Литмир - Электронная Библиотека
Содержание  
A
A

— Я не суеверен, — сказал Бен, — а осторожен. Это большая разница.

— Разумеется, — сказал отец. — Я бы никогда…

— Оставь свои фокусы для зевак с деньгами, Арл, — отрезал Бен, в его голосе явственно звучало раздражение. — Ты слишком хороший актер, но я-то прекрасно знаю, когда меня считают сумасшедшим.

— Я совсем не о том, Бен, — извиняющимся тоном сказал отец. — Ты образованный человек, а я так устал от людей, хватающихся за железо и стучащих по кружке с пивом, как только я заведу речь о чандрианах. Я просто восстанавливаю легенду, а вовсе не вожусь с темными силами.

— Тогда послушай. Вы оба мне слишком нравитесь, чтобы я позволил вам считать меня старым дураком, — сказал Бен. — Кроме того, мне есть о чем поговорить с вами позже, и нужно, чтобы вы воспринимали меня серьезно.

Ветер продолжал усиливаться, и я использовал шум, чтобы преодолеть последние несколько шагов. Я прополз за угол родительского фургона и стал смотреть и слушать сквозь завесу листвы. Они втроем сидели около костра: Бен на пеньке, завернувшись в свой обтрепанный бурый плащ, родители напротив него. Мать прислонилась к отцу, и оба они закутались в одно одеяло.

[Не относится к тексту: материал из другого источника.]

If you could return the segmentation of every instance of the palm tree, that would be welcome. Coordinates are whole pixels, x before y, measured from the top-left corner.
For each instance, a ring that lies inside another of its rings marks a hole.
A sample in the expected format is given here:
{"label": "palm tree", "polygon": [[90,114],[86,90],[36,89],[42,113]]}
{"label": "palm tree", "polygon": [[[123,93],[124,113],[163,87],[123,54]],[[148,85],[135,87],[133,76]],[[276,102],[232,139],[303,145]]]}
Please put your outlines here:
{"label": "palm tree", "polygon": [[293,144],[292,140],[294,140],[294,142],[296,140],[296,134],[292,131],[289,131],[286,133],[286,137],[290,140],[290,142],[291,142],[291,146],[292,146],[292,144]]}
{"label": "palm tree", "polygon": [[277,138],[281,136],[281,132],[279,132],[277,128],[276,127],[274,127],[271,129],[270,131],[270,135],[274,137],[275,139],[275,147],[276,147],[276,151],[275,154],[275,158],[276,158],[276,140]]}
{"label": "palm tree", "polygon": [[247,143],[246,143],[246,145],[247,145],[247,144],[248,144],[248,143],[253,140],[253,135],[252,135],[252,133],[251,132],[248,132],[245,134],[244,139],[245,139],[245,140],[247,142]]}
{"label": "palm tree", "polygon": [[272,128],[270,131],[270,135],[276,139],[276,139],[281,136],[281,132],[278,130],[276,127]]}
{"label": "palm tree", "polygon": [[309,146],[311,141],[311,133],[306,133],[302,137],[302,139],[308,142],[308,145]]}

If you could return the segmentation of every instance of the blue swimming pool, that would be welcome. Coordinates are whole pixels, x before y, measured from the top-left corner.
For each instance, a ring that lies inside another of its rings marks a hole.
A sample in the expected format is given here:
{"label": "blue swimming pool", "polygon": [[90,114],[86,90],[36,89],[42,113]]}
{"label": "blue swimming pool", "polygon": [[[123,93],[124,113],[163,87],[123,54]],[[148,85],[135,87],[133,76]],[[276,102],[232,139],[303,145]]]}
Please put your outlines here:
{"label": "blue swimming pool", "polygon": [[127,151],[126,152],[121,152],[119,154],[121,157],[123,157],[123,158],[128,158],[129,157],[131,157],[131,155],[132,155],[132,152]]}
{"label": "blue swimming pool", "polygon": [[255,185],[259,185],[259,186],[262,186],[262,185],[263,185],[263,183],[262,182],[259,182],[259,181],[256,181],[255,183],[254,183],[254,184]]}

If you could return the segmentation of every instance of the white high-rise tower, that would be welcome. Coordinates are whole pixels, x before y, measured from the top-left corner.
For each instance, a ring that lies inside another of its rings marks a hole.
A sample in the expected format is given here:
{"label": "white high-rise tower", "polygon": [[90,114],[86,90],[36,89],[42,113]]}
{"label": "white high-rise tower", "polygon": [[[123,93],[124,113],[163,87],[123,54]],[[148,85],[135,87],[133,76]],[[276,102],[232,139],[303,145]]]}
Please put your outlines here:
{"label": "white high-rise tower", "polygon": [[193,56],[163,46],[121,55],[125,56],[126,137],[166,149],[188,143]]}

Бен налил что-то из глиняного кувшина в кожаную кружку и передал ее моей матери. От его дыхания шел пар.

— Как относятся к демонам в Атуре? — спросил он.

— Боятся. — Отец постучал себя по виску. — Все эти религии размягчают мозги.

— А как в Винтасе? — спросил Бен. — Большая часть жителей там тейлинцы. Они тоже боятся демонов?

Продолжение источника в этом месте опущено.